Mireille aimait la musique, qui ne prenait pas une place si importante que ça dans sa vie quotidienne. Elle avait deux chefs adulés : Karajan et Giulini. Ses goûts étaient assez restreints et tournaient autour de Mozart, Beethoven, Tchaïkovski et Mahler. Négligemment, au moment de vider la maison familiale, je n’ai récupéré que quelques CD, aucun vinyle ; j’en suis assez triste aujourd’hui, ça aurait fait un beau souvenir.

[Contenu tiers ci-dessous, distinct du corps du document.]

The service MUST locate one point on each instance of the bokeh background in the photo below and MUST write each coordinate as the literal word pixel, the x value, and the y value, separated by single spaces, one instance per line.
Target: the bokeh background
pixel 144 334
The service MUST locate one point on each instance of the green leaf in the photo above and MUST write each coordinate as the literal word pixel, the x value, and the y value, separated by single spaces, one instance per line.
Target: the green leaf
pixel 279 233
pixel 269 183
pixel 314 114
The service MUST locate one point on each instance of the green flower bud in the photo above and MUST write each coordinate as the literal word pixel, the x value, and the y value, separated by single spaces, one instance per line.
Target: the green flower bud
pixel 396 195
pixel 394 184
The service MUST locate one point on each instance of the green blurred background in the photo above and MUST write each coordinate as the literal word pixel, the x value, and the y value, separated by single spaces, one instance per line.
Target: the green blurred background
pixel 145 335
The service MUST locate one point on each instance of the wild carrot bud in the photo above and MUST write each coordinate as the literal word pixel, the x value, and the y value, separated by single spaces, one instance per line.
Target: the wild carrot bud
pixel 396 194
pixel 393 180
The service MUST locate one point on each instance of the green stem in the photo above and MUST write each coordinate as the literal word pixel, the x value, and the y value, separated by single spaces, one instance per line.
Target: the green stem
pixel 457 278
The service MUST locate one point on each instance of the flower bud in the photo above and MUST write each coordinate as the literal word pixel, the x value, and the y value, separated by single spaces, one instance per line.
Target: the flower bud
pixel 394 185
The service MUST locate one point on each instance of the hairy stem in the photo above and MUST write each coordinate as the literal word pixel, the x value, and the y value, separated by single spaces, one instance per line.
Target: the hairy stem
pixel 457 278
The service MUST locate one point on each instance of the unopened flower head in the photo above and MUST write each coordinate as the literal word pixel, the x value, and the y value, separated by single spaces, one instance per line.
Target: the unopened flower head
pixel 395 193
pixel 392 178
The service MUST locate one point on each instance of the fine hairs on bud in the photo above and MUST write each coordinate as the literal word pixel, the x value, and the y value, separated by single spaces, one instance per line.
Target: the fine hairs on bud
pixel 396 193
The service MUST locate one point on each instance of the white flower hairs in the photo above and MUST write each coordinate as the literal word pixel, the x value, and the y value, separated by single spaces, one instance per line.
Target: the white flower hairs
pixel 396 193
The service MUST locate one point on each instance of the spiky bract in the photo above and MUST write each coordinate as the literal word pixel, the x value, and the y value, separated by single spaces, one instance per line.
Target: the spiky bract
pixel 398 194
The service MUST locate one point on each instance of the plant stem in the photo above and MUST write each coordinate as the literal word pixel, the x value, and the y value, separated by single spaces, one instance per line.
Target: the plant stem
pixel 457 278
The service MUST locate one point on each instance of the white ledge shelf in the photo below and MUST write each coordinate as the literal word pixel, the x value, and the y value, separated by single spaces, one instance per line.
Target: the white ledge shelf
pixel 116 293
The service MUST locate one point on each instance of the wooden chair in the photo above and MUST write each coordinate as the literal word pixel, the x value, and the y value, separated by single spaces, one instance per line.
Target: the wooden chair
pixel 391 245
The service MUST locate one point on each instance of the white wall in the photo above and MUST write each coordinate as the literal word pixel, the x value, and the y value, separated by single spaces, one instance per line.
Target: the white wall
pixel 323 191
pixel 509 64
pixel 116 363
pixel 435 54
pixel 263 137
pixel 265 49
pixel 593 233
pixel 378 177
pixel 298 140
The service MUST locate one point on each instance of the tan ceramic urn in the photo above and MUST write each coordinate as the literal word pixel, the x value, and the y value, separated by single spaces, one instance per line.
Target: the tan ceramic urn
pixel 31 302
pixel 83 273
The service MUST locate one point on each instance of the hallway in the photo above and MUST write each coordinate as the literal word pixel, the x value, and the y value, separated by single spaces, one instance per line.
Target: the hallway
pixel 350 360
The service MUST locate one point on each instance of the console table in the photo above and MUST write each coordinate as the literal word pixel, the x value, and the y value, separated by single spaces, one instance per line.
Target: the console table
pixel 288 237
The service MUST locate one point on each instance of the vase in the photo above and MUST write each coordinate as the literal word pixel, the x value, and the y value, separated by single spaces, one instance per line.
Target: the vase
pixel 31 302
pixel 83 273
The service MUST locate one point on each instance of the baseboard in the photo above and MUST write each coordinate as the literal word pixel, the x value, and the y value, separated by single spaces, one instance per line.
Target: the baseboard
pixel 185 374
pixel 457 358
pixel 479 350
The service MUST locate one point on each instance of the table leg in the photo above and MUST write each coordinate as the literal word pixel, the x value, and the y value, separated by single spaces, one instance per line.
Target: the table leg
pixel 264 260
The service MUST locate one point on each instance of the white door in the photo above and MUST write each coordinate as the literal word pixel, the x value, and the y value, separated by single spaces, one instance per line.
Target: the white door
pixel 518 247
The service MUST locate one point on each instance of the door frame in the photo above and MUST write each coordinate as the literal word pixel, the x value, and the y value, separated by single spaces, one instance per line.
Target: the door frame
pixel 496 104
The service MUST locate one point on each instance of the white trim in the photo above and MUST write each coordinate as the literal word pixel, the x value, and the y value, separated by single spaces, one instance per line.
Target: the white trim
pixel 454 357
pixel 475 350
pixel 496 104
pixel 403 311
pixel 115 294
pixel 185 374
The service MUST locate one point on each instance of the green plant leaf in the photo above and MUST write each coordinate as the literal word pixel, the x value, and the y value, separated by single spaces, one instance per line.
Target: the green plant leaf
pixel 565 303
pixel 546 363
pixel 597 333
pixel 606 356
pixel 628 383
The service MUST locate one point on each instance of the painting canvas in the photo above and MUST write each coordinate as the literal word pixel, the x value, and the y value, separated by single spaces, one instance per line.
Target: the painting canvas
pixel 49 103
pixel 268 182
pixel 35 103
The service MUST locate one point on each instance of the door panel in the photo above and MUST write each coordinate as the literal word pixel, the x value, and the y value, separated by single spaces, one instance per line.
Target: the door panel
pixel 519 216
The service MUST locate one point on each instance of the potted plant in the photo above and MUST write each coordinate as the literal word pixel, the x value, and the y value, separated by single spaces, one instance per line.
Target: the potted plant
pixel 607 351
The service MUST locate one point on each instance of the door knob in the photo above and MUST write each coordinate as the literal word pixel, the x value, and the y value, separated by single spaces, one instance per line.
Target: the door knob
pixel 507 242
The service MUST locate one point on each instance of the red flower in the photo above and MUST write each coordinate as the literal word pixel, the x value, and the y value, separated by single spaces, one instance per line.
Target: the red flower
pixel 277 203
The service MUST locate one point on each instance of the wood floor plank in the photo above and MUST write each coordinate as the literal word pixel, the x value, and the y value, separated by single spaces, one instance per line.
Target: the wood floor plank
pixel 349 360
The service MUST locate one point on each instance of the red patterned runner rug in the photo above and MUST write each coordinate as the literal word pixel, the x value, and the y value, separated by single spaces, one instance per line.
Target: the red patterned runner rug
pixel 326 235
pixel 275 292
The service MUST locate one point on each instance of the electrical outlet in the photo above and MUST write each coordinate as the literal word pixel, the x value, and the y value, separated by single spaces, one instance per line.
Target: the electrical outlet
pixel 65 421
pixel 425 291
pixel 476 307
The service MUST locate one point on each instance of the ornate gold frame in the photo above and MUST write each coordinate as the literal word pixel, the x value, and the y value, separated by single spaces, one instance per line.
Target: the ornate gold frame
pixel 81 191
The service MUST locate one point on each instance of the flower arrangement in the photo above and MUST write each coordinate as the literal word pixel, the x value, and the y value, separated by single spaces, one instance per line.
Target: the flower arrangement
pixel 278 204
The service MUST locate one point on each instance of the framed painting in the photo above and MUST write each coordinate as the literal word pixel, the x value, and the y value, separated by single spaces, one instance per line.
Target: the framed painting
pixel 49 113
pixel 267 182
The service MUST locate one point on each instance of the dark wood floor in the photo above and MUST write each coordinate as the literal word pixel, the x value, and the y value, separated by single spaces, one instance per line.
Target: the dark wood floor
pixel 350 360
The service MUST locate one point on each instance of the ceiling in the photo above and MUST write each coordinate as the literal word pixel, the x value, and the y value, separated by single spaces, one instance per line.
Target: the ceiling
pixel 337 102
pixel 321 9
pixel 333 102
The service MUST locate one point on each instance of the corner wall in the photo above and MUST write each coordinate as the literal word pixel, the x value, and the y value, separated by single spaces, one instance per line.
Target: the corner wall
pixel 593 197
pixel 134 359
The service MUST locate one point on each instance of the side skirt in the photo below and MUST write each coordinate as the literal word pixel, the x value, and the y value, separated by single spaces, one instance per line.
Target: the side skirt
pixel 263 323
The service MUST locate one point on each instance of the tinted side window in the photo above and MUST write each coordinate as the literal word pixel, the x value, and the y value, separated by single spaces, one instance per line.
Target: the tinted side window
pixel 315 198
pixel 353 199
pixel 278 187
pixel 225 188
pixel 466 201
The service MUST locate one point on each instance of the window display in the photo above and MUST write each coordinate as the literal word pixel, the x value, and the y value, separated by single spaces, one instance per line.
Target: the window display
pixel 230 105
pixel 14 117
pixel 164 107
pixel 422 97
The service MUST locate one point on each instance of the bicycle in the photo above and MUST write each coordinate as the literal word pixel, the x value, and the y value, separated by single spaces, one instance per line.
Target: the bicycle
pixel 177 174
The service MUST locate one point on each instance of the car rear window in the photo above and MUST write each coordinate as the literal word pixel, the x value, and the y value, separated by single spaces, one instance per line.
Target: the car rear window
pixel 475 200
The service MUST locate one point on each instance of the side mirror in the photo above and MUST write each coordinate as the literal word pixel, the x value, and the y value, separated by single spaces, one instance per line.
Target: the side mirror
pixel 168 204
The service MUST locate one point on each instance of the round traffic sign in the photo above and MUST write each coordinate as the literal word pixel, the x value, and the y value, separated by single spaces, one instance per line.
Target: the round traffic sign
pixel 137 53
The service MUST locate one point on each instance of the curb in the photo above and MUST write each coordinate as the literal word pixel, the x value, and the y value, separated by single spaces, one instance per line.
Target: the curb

Les deux filles de Mireille et Guy, ma mère et ma tante, ont chacune fait un peu de musique dans leur jeunesse. Ma mère, du piano. Elle m’a beaucoup joué petit, à ma demande répétée, un rondo inconnu de Hummel que j’aimais bien, autrement elle n’était pas très bonne pianiste. Ma tante a appris le violon. Je ne l’ai entendue qu’une seule fois, elle n’a jamais voulu jouer une fois de plus en ma présence, à mon grand déplaisir d’enfant, arguant de son faible niveau. « Le violon, de deux choses l’une : ou tu joues juste, ou tu joues tzigane. Moi, je joue tzigane ! » (Boby Lapointe) Je ne leur jette pas la pierre, quand je vois mon très mauvais niveau de piano… Ni Guy ni Mireille ne jouait d’un instrument à ma connaissance. Le piano droit familial, sur lequel ma mère a appris à jouer, je l’ai toujours connu transformé en bar, beau meuble étripé de sa table d’harmonie, dans lequel mes grands-parents rangeaient les alcools et leurs beaux verres.
Mireille aimait d’amour les chansons de Jean Ferrat ; elle détestait celles de Brassens, que j’adore. Si vous n’avez pas tout suivi, je glisse simplement pour vous aiguiller qu’il y avait l’intégrale des discours de Jacques Duclos dans la bibliothèque grand-parentale, trois gros volumes verts intimidants (drôlissime lecture, au demeurant, à petite dose ou au troisième degré).
Oh ! grand-mère, nous aurions sûrement eu bien des désaccords musicaux mais j’aurais aimé en causer, au-delà de mes seize ans un peu bêtes.